That precarious moment when you step off or onto the top of a ladder has been the focus of new material released by Safe Work Australia.
The OHS policy body published a revision of the model Code of Practice, Managing the Risk of Falls at Workplaces (“Code”) in March. The revised Code stipulates that ladders meet the requirements of AS 1657, which was also recently updated.
Changes to the Code and the Australian Standard are timely, given that ladders are the number one cause of fatalities due to falls from height.
At the top of the ladder
The changes make sense because the way people use ladders is taken into account. The entry gate to an inclined fixed rung ladder fitted with a cage, for example, is now located away from the ladder. This means workers do not have to stand on the ladder while opening the gate.
Instead, the Code specifies a landing space where workers can stand comfortably before releasing their three points of attachment.

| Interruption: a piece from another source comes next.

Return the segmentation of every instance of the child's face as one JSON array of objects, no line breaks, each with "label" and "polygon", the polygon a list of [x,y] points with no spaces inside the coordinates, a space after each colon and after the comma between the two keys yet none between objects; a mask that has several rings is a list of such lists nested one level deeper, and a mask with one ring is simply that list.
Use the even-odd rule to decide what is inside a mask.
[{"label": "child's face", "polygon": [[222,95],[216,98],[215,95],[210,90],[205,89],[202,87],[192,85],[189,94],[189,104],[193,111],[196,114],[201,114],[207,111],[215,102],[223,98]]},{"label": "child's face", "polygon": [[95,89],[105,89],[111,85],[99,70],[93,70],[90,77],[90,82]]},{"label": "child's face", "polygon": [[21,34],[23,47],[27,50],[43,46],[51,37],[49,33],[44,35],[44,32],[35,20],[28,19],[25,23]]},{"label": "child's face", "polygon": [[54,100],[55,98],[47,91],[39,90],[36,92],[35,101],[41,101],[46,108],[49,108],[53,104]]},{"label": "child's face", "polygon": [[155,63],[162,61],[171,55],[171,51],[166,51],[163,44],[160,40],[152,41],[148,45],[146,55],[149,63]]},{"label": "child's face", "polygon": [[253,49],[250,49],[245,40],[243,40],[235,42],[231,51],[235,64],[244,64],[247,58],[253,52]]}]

Exploratory research by prominent ergonomist Professor David Caple revealed the transition between rung ladders and a landing deserves special attention.
Speaking about the findings of his unpublished 2013 study, Professor Caple said, “What ladder users need to maintain is good support using their three points of contact regardless of whether it’s an angled or a vertical ladder, particularly as they transition from the top of the ladder on and off the landing.”
Spacing for an even footing
The design of treads and rungs also influenced the likelihood of injury. The Professor explained the spacings, radius or width and even the distance from the wall, of rungs were all important.
“If the stiles and or the treads on the vertical ladder are too close to the wall, it increases the potential for someone to fall because they haven’t got good stable support of their foot to stabilise their centre of gravity over the tread,” Professor Caple said.
The revised AS 1657 says the spacing between the bottom rung and the landing needs to match the spacings of the remaining rungs.
The Caple study found a lack of uniformity presented an extra hazard to ladder users.
“Because they (ladder users) couldn’t see the treads on a vertical ladder as they were going down – they tended to, when they got to that bottom tread, either look down and then take a more careful step onto ground level or they might stumble and miss it completely,” Professor Caple said.
“It was more problematic when the bottom tread was close to the floor. We learned that, as a principle, it’s a good idea to have equal distances between the treads from the floor height to the landing height.”
Stairs are better than ladders
Step ladders are better than rung ladders because their wider, flat treads offer better support for users and Professor Caple found that rounded rungs affect the user’s centre of gravity.
People climbing rounded rungs in the Caple study tended to place their feet on the front edge of the rung, shifting their centres of gravity further back.
The outcome was that a rounder rung placed greater biomechanical loads on their hands and arms as they climbed the ladder.
Better still than step-type ladders are stairways, as recommended in the new AS 1657. The standard’s hierarchical approach steers readers to safer options like stairways because users have a more upright posture while climbing up and down.
A more upright stance shifts the effort from the upper body to the more powerful legs, relieving the arms and shoulders. Apart from making it easier and safer to carry tools, this also means less fatigue and a lower risk of falling.
How the code and standards fit together
The Code offers practical guidance to reduce or eliminate the risk of falls.
Workplaces that adopt the code methodology are deemed to have met their requirements under the regulations.
Australian Standard AS 1657 (Ladders, platforms, walkways, guardrailing) is referenced in the Code. Deviating from them would need to be justified if an incident was examined in court. Document reasons for any deviation in a risk assessment, reviewing the likelihood and consequence of a fall, while comparing the cost of safe and compliant control measures versus the cost of injury.
Standards are undated in codes of practice, ensuring that revisions to standards are always referenced. This is particularly relevant to AS 1657, which was revised in 2013.
Code is the key to practical safety and compliance
Falls from ladders are the number one cause of workplace deaths due to falls from height in Australia. Following the model Code of Practice, Managing the Risk of Falls at Workplaces, together with AS 1657 goes a long way towards saving lives.
Together, they spell out sensible height safety rules that make it clear how workplaces can increase the safety of workers at the lowest possible cost while minimising legal liability.